Foreclosure Bailout Effects on Local Markets Not Yet Clear
Last weeks announcement that the financial industry’s $700-billion bailout might include help for Americans facing foreclosure has left those in the real estate and mortgage industries with questions.
The plan was proposed to congress by U.S. Treasury Secretary Henry Paulson, but has not yet been approved. It states the Treasury would buy $700 billion in mortgage-based bonds and securities, but does not state exactly how these mortgages are to be handled.
The potential effects on local real estate markets depends on what the Treasury plans to do with the bonds and securities they buy out. There are two potential outcomes. They could allow the borrowers of those mortgages to negotiate new terms that they are capable of meeting, or they could seize the properties and attempt to sell them to make some of the money back.
Ideally, help should make it down to the average homeowner. About ninety-percent of American homeowners are upside down on their mortgages; many of them just do not know it yet. Mortgage experts have suggested other options that could help improve the current problems. It might be helpful to reduce the current credit restraint, which would enable more consumers to purchase high-priced items, such as homes. Other experts suggest consumers currently locked into adjustable-rate mortgages should be given the opportunity to refinance into fixed rate mortgages. If the interest rates were lowered, that would help even more.

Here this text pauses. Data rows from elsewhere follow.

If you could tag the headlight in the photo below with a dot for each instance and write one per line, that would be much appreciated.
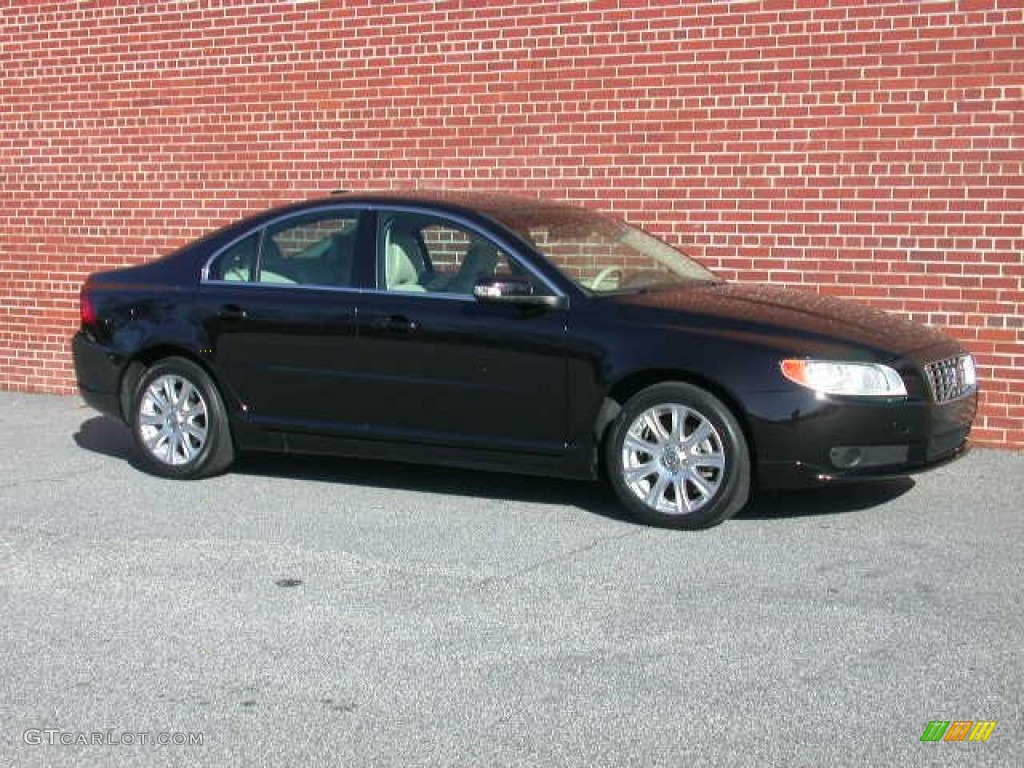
(834, 377)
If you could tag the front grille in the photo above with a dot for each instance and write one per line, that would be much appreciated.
(951, 378)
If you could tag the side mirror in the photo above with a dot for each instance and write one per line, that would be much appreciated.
(511, 290)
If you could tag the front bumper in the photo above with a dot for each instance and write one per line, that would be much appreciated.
(826, 439)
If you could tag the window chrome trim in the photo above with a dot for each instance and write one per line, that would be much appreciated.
(506, 247)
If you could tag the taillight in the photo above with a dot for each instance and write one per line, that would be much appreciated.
(87, 308)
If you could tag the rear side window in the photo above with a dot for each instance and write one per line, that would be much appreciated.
(238, 263)
(314, 250)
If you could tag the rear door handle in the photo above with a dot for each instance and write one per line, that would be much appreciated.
(231, 311)
(395, 324)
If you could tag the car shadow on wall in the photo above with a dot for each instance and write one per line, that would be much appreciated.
(107, 436)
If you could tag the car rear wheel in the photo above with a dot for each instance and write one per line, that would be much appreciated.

Overall, real estate and mortgage experts are left with serious questions as to whether this bailout plan would actually help their struggling local markets or simply delay the problems temporarily. It depends on how the federal government plans to handle these bought mortgages. Some experts believe the government’s impact will be lowered because they waited too long to take action. They needed to step in long ago, before the problem spun out of control.
Many experts do not believe the bailout will fix the credit crunch, since banks are going to be much stricter on lending practices. Many real estate experts expect a flat market at least in the short term. A lot of the properties currently going into foreclosure are not in good shape and thus many are selling at half their estimated value. While this may benefit some foreclosed home buyers who have the credit to get a loan, it is hurting more people than it helps.
While most real estate and mortgage industry experts do not agree with the Treasury bailing out the banks which caused the problem, they also admit that the alternative is much worse. Some are relating this to the great depression and saying there is a potential for “financial Armageddon.”
Whether Paulson’s plan passes congress is not known, but there is pressure for the federal government to act quickly before the foreclosure problem spirals anymore out of control. It is yet to be seen what the effects on local real estate markets will actually be.